Yo no soy especial. Me desplazo por el mundo como un reptil, y lo detesto. Agazapada en mi instransigencia, en la férrea convicción de mi insuficiencia, en el perpetuo disgusto de mis facciones austeras. Tantas cosas por decir, que en la punta de la lengua se amontonan las palabras y soy incapaz de pronunciarlas. Ya no pienso, no. Yo solo siento, y lo que siento es mi alma astillada hiriéndome por dentro.

Yo no soy especial. Un poquito dramática, sí, pero solo eso. Es que hay días en los que quiero ser únicamente pedazos para que alguien venga a armarme; que en manos ajenas mi dolencia se desvanezca, que en un abrazo mi desdicha se evapore. Mi soledad se interpone. Por eso sufro, sí. En el fondo no soy más que una niña impresionable. Yo no sé nada, nada importante.

Yo no soy especial. No soy de magnas sapiencias ni de prácticas habilidades. No soy de anécdotas increíbles ni de vivencias peculiares. No soy de apariencia sublime sino de irrisoria imagen. Confieso que alguna vez me creí así: particular, digo. Mas mi padre siempre dijo que «en el país de los ciegos, el tuerto es rey». Ahora entiendo, ahora que soy solo pétalos marchitos.
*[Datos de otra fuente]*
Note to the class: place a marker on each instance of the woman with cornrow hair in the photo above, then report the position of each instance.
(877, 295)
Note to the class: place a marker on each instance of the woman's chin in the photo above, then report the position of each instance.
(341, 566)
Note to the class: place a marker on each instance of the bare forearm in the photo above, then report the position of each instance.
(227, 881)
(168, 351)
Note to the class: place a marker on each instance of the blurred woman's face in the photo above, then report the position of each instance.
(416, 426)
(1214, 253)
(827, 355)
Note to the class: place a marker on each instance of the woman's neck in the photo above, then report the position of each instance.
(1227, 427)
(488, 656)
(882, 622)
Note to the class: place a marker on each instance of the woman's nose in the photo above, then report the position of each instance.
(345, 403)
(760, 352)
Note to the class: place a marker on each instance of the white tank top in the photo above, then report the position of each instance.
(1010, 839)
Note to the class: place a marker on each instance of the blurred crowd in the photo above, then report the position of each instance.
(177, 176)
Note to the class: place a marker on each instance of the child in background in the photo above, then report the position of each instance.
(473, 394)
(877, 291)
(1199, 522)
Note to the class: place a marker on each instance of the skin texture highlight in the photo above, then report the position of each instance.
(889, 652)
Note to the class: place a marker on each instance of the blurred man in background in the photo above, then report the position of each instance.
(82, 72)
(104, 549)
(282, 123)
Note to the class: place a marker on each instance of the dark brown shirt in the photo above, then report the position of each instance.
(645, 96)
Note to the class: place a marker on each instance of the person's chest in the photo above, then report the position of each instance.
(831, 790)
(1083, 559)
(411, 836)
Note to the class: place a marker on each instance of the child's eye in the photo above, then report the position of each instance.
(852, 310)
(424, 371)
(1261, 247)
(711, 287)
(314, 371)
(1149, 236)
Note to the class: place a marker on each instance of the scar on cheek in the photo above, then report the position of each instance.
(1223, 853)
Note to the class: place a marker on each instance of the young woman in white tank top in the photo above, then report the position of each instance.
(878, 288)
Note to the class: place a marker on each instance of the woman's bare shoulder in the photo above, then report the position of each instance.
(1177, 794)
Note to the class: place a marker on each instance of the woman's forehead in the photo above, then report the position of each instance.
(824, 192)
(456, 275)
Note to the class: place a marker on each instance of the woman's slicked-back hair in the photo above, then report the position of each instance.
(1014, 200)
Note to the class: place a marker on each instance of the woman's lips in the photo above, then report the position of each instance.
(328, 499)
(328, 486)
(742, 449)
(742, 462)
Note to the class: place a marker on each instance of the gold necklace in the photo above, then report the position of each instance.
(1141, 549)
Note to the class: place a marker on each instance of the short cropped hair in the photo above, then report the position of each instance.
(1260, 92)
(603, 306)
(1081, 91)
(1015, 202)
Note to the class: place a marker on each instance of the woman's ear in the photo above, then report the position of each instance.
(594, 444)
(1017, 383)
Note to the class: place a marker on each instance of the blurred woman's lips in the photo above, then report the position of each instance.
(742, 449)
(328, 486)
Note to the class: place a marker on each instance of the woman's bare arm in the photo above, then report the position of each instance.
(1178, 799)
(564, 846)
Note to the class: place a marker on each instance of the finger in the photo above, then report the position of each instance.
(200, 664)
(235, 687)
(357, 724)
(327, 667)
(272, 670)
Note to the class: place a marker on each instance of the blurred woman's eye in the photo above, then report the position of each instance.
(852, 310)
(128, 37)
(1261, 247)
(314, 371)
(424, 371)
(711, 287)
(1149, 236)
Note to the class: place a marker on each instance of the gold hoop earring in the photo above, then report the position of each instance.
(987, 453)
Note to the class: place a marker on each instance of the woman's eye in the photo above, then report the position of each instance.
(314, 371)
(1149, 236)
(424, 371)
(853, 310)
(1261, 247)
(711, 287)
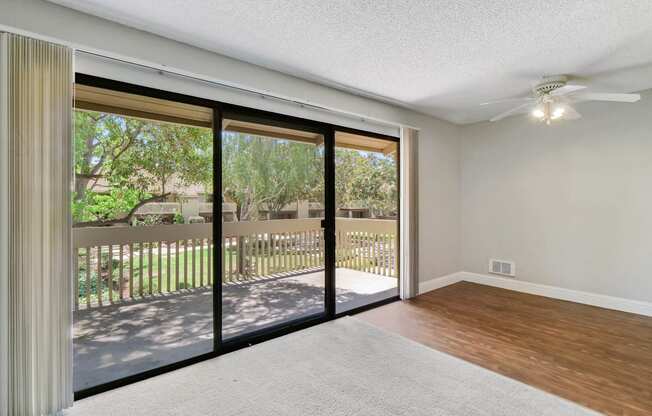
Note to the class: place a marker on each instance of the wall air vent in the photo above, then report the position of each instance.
(502, 267)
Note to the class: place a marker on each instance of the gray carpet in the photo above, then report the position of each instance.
(344, 367)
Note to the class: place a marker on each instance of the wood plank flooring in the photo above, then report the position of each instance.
(599, 358)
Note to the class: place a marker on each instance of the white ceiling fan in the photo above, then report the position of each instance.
(552, 98)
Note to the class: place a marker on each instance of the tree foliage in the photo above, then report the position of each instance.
(123, 162)
(260, 174)
(120, 162)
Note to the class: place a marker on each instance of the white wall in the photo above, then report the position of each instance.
(571, 203)
(439, 146)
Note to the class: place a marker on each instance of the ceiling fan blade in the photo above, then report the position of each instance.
(604, 96)
(567, 89)
(508, 113)
(570, 113)
(508, 100)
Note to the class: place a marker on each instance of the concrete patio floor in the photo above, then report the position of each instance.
(116, 341)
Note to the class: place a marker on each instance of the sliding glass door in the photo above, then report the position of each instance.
(201, 227)
(273, 207)
(142, 212)
(367, 198)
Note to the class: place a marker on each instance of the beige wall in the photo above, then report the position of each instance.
(439, 145)
(571, 204)
(439, 200)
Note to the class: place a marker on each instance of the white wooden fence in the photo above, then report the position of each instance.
(117, 263)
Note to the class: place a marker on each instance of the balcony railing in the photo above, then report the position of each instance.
(114, 264)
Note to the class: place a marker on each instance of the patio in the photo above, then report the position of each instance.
(126, 338)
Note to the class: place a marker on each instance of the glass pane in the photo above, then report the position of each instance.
(142, 210)
(273, 203)
(366, 224)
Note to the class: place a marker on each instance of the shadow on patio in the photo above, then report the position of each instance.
(119, 340)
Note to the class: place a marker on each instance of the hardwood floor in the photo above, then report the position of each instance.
(599, 358)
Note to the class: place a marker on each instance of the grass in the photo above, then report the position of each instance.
(263, 263)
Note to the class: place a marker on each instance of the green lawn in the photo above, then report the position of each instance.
(180, 275)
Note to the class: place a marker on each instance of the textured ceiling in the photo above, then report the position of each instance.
(439, 57)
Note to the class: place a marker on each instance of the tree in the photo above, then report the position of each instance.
(121, 163)
(367, 180)
(266, 174)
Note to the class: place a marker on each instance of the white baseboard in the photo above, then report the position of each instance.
(577, 296)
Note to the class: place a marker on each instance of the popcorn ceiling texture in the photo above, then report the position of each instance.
(441, 58)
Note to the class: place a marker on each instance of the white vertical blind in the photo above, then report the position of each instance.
(409, 214)
(36, 223)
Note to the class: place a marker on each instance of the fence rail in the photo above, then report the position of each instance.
(117, 263)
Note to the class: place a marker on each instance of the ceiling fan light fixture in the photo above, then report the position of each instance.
(558, 112)
(538, 113)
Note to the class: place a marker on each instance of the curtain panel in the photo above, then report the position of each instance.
(36, 80)
(409, 213)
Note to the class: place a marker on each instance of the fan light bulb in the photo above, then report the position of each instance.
(538, 113)
(558, 112)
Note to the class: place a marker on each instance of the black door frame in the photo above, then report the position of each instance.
(220, 110)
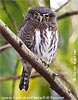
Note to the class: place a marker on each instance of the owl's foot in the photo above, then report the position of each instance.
(45, 63)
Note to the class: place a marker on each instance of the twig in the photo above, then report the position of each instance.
(10, 16)
(2, 48)
(36, 75)
(47, 73)
(62, 6)
(67, 14)
(13, 83)
(73, 90)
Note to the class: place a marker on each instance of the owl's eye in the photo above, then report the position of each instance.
(47, 16)
(35, 14)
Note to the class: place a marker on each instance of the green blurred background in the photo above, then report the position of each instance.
(66, 59)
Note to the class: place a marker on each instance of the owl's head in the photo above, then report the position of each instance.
(42, 15)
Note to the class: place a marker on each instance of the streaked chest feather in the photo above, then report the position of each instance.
(45, 44)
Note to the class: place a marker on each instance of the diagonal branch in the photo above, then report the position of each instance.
(47, 73)
(62, 6)
(2, 48)
(67, 14)
(35, 75)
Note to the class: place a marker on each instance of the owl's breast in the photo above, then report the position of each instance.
(45, 44)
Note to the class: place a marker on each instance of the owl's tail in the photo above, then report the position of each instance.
(24, 81)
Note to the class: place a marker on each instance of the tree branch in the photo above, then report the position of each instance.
(67, 14)
(17, 77)
(47, 73)
(2, 48)
(62, 6)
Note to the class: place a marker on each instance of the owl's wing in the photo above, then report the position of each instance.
(26, 34)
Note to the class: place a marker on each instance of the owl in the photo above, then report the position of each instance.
(39, 34)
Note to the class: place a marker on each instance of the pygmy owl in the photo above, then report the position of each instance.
(39, 33)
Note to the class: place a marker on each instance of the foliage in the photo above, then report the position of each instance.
(66, 59)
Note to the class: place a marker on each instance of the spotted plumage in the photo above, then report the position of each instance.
(39, 33)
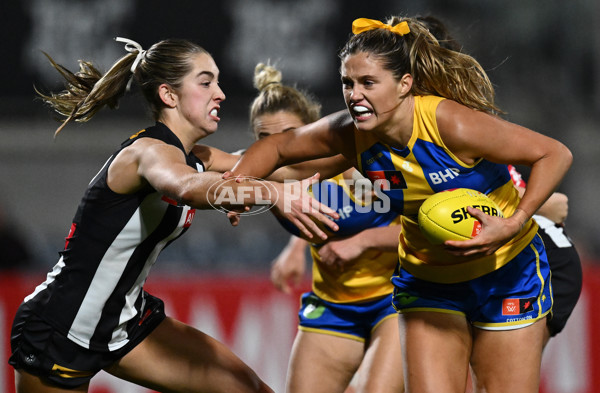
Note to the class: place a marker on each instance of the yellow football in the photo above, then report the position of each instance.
(444, 216)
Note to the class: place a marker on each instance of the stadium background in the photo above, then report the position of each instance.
(543, 58)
Yo no soy especial. Soy igual que todos los dementes que esperan que el amor sea la cura. Ojalá nunca sepas que en el instante que cruzaste la puerta del salón, yo sentí la punta de la flecha abriéndose paso en mitad de mi osamenta. No erigiste una herida, no; construiste un camino. ¡Pírica sensación! ¡Qué fascinación despertaste! Tu piel pálida irradiaba luz, como la cara más bonita de la luna (aquella que es más tersa, más impoluta). En el silencio enunciaste mi nombre aun sin conocerlo. Algo nos une, y nunca me atravería a decírtelo. No tengo respuestas lógicas sino certezas inexplicables: lo sé porque lo siento. Lo siento en este corazón de fuego. Lo siento en estos huesos donde mi angustia descansa. Lo siento en estos ojos que han llorado océanos. Lo siento en esta boca que, en lugar de buscar príncipes, recita poemas. Lo siento en estas manos ásperas que siempre están hambrientas. Lo siento en este pecho que más que pecho es una jaula sin puerta. Lo siento en este estómago vacío que rechaza todo lo que pongo dentro. Lo siento en esta cabeza que cada tanto se aventura en el óxido de la memoria. Lo siento en todo lo que soy, aunque sea poco.

Yo no soy especial. Camino entre jardines de alquitrán, anunciando mi mesura. Cierta reticencia me prohibe acortar distancias. Siento vergüenza de mis límites, y cada tanto enciendo un cigarrillo como para nunca olvidarme de mis orígenes: vengo de una tierra despiadada que se extendía ante mí como un manto frío, donde en el firmamento los astros danzaban. Brillaba el lucero sobre la playa y yo lo envidiaba tanto… su resplandor cálido, su fulgor eterno, su belleza inalcanzable; que ardiese por las razones correctas.

Yo no soy especial. Escoce mi pasado, ese que está tan lejano en el tiempo y en el espacio. Duele mi presente vil, ese que padezco porque soy de las que cree en que quien busca el dolor siempre lo encuentra. Arde mi futuro incierto, ese al que con debilidad me aferro. Desamparada, así me siento. Alguna vez arañé la superficie de la perfección, pero no me alcanzó mi voluntad escueta para sostenerla. La extraño. La extraño tanto… extraño estar enferma. Te juro que usualmente no pienso en eso, no con tanto fervor. No obstante, hay noches donde las cosas brillan como lo hacían en aquel septiembre y recuerdo el consuelo que alguna vez me obsequió la destrucción. Me dejo seducir por la muerte, como para sentir que algo me desea como soy.

Yo no soy especial, pero quiero serlo. En cada estrella fugaz pido el mismo deseo.